Swan resigned from the University of Colorado in 1961, tired of an ever-growing burden of paperwork and committee meetings, and at odds with university administrators regarding their disposition of the income his department generated. Two years later he joined the faculty at the Colorado State University's School of Veterinary Medicine, where he introduced new standards in veterinary surgery and helped build a graduate program in veterinary research. He also pursued investigations into the relationship between body temperature and hibernation states, an interest that grew out of his earlier research on the physiological changes occurring during hypothermia. He started with a study of the African lung-fish, which estivates in dry river beds during the hot summer season. Swan eventually identified an active metabolic inhibitor in the brains of the lung-fish ("antabolone"), which he hoped might be isolated and synthesized to enable an artificial hibernation for surgery and other clinical uses. His research on hibernation, which included studies of ground squirrels and other animals, was incorporated into his book Thermoregulation and Bioenergetics: Patterns for Vertebrate Survival, published in 1974. Besides his hibernation studies, he continued work on an experimental model of shock due to hemorrhage, which he had started in the mid-1950s.

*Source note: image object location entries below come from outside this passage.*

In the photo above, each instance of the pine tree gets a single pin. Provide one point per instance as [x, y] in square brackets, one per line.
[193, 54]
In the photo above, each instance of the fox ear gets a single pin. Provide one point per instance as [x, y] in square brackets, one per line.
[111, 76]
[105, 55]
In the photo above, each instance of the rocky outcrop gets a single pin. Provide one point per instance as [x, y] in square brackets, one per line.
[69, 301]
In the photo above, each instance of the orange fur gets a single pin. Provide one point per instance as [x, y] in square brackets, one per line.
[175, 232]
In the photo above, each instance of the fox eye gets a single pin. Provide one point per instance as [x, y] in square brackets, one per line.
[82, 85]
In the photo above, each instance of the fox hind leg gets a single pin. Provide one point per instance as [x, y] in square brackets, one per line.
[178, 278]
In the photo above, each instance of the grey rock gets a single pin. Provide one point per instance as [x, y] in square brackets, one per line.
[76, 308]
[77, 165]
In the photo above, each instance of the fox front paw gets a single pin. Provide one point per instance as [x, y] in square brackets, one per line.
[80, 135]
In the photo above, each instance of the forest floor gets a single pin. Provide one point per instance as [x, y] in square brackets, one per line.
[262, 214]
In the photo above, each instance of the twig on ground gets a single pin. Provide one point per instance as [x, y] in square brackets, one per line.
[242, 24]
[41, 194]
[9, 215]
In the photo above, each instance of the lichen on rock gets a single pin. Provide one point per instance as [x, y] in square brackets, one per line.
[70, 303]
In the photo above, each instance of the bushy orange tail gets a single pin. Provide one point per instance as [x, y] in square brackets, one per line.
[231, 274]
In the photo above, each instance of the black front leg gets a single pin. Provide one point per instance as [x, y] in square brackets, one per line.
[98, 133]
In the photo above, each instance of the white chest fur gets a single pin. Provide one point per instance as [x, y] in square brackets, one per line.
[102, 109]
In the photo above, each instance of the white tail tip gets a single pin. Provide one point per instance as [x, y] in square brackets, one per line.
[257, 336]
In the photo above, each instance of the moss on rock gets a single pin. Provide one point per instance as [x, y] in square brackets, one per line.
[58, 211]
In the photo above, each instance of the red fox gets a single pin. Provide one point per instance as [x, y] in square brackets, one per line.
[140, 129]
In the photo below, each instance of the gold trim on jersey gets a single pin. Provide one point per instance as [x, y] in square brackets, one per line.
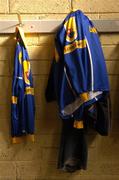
[75, 45]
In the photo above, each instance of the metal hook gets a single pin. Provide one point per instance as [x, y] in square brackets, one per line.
[19, 19]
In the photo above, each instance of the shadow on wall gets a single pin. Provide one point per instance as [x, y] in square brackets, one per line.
[113, 70]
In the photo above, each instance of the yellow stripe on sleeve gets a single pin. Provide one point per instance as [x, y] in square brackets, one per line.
[29, 90]
[14, 100]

In 1982, Swan retired from his full-time position at CSU, partly due to a slowly progressing neuromuscular disorder. He continued to do hibernation research part-time, and to attend professional meetings. He also developed a synthetic buffer solution for use in transplant organ preservation, receiving a patent for this in 1993. A person of many interests, he was able during his retirement to devote more time to gardening, home improvements, and cooking.

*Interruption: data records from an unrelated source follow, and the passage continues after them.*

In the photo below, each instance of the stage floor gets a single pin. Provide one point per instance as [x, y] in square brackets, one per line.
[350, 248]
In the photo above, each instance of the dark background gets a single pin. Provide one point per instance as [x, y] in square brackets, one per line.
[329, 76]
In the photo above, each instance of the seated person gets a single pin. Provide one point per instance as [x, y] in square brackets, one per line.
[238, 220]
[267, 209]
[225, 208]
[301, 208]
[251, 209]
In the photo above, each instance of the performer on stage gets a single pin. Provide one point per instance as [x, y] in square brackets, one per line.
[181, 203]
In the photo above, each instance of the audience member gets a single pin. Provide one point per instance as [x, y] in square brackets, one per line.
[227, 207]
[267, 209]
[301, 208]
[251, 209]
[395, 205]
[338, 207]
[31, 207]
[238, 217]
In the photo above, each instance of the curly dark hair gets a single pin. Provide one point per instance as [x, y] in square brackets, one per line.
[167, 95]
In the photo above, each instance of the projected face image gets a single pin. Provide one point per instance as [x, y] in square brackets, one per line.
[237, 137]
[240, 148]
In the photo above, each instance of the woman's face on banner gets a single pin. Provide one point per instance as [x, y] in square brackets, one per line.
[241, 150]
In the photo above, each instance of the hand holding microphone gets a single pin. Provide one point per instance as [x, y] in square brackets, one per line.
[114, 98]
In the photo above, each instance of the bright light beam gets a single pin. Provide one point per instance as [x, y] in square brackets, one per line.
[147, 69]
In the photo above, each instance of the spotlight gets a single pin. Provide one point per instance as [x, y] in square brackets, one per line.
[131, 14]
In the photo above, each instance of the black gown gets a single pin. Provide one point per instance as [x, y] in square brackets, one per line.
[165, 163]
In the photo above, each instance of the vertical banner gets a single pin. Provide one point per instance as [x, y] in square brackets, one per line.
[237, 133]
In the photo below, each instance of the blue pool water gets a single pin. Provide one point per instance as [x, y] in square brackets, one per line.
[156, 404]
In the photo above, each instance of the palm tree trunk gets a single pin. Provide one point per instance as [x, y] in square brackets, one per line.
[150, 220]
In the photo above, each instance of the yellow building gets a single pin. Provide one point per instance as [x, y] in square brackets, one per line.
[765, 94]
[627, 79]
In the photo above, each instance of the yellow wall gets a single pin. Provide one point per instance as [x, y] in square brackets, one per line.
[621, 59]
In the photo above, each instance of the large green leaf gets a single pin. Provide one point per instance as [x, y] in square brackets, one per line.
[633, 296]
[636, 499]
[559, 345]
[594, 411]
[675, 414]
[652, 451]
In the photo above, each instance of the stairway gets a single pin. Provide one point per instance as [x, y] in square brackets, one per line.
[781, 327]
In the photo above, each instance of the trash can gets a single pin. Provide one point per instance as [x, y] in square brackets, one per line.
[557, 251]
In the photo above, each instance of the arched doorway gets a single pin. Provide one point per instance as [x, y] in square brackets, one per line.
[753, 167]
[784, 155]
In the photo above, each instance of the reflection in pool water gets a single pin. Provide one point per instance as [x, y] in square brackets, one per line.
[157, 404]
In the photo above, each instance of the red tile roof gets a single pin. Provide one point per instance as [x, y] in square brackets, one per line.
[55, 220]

Swan published over 250 medical articles and book chapters during his career. With a life-long interest in history, he also co-authored a series of articles on the history of surgery (with David Schechter). His professional achievements were recognized by the American Medical Association's Hektoen Gold Medal for Original Research in 1955; an honorary doctorate from Williams College in 1959; and the Academy of Surgical Research's Jacob Markowitz Award in 1996, among others. The University of Colorado established the Henry Swan Visiting Professorship Annual Lecture in 1982.

Swan married his college girlfriend, Mary Fletcher Wardwell, in 1936, after his first year of medical school. They had three daughters and a son before divorcing in 1964. Swan married Geraldine Morris Fairchild, a University of Colorado medical researcher, later that year.

Swan died of progressive neuromuscular disease at his Denver home on July 13, 1996, at the age of 83.